On 10/04/2010 09:37 AM, Martin Rex wrote:
Phillip Hallam-Baker wrote:

The problem with the DNSSEC path is that it is vulnerable to attacks against
the information input to the DNS system. The weakest link there is the
safeguards on registration of the DNS names.

It seems that you do not realize that the entire TLS PKI security model,
as far as the automatic / no-prompt "server endpoint identification" is
concerned, has always been relying completely on that DNS data being
accurate.

How do you figure that?

I can put an entry in /etc/hosts (do this all the time for testing) and DNS isn't even queried. Yet the server certificate is validated as usual.
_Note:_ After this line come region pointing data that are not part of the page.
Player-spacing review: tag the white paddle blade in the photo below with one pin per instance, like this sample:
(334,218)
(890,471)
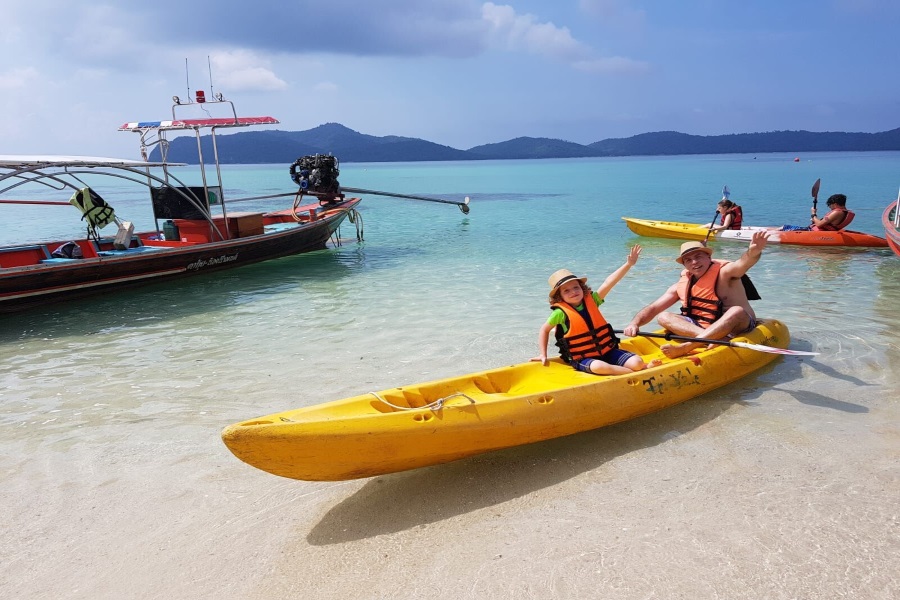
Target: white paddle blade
(771,350)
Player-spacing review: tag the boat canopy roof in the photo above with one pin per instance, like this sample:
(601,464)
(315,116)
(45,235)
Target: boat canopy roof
(50,160)
(197,123)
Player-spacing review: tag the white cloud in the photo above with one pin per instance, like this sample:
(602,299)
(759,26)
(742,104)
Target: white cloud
(327,87)
(613,64)
(244,71)
(17,78)
(525,33)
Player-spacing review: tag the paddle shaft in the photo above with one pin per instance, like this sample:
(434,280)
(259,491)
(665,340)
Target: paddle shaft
(748,346)
(815,193)
(48,202)
(711,225)
(681,338)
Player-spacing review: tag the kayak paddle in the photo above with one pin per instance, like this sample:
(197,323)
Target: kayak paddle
(815,193)
(748,346)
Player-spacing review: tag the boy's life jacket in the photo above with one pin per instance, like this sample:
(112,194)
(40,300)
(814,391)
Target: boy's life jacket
(588,334)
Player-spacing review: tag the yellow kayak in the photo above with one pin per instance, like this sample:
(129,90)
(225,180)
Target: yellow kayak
(440,421)
(696,231)
(668,229)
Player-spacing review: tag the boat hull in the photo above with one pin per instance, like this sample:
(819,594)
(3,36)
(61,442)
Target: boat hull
(695,231)
(404,428)
(891,231)
(24,287)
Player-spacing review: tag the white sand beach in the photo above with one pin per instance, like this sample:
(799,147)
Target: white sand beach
(778,491)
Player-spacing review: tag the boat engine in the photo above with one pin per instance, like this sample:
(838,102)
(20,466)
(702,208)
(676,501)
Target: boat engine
(317,173)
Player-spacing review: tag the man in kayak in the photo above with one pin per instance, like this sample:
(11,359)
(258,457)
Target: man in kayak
(713,296)
(586,341)
(838,217)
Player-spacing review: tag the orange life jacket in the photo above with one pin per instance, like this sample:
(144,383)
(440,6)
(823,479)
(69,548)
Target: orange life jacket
(588,336)
(848,216)
(737,217)
(699,299)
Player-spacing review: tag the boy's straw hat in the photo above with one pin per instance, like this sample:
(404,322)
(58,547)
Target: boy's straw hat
(560,277)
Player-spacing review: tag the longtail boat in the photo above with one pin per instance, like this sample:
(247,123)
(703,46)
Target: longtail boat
(194,229)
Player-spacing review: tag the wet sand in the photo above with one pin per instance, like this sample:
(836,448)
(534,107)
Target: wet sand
(784,485)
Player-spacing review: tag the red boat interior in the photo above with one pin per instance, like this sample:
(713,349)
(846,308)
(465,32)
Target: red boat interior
(175,233)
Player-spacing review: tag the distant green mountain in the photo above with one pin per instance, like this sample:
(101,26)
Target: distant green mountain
(254,147)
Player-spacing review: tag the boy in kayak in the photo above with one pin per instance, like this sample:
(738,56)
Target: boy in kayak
(713,296)
(586,341)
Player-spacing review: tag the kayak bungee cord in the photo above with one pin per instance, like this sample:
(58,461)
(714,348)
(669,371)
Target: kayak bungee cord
(435,406)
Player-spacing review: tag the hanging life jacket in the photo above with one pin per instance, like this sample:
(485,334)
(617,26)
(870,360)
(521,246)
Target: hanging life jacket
(737,217)
(699,298)
(94,209)
(848,216)
(588,335)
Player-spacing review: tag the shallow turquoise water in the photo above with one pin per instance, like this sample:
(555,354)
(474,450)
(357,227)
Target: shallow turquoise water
(432,292)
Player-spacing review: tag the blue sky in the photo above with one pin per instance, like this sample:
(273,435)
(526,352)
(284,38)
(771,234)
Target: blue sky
(455,72)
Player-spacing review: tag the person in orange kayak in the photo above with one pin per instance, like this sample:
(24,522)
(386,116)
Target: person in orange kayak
(837,218)
(714,295)
(586,341)
(732,216)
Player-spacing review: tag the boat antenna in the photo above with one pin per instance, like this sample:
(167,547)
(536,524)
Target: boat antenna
(209,67)
(187,80)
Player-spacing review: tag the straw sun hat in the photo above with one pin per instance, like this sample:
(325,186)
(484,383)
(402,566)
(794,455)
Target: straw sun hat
(560,277)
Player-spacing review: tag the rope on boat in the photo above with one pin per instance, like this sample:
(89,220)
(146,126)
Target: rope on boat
(434,406)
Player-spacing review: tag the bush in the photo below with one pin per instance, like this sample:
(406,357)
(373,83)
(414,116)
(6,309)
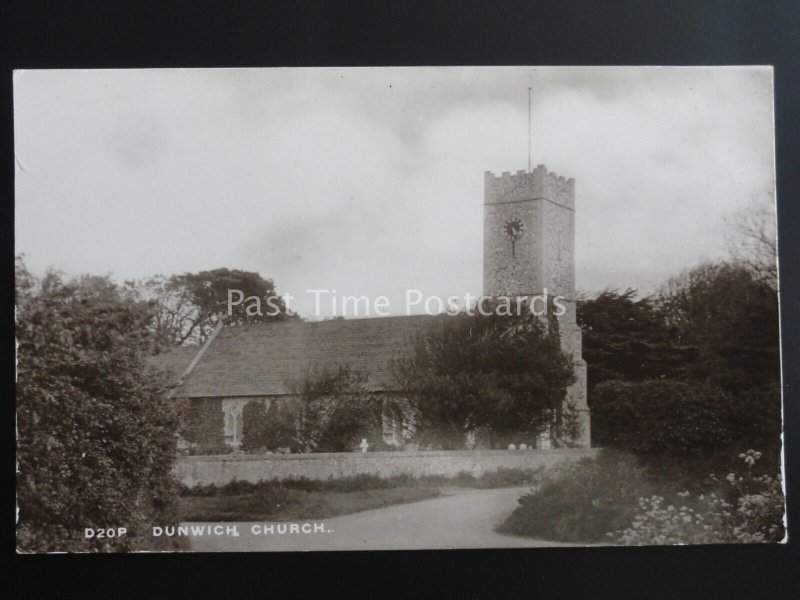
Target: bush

But keep in mind that few TLS clients (such as browsers), currently
support "pinning" of PKIX-authenticated server certs, so that on future
connects only the very same server cert (with user-authenticated
attributes other than DNS f.q.d.n) will be accepted from that server.
In is very common misbehaviour in TLS clients to accept arbitrary other
server certs on future connects, as long as the DNS f.q.d.n matches.

Is there a spec saying this is invalid behavior?

One thing that needs to be addressed/solved is the key/cert rollover
for any TLS-Server, so that it is possible to list more than one
server cert as "valid" for a Server through DNS, at least for the
time of the transition/rollover.

If you're going to trust certs you get out of DNS, you might as well just put a self-signed organizational CA cert in there. Maybe that's what's being proposed.

Say, what's the link to the Internet Draft proposal we're discussing anyway?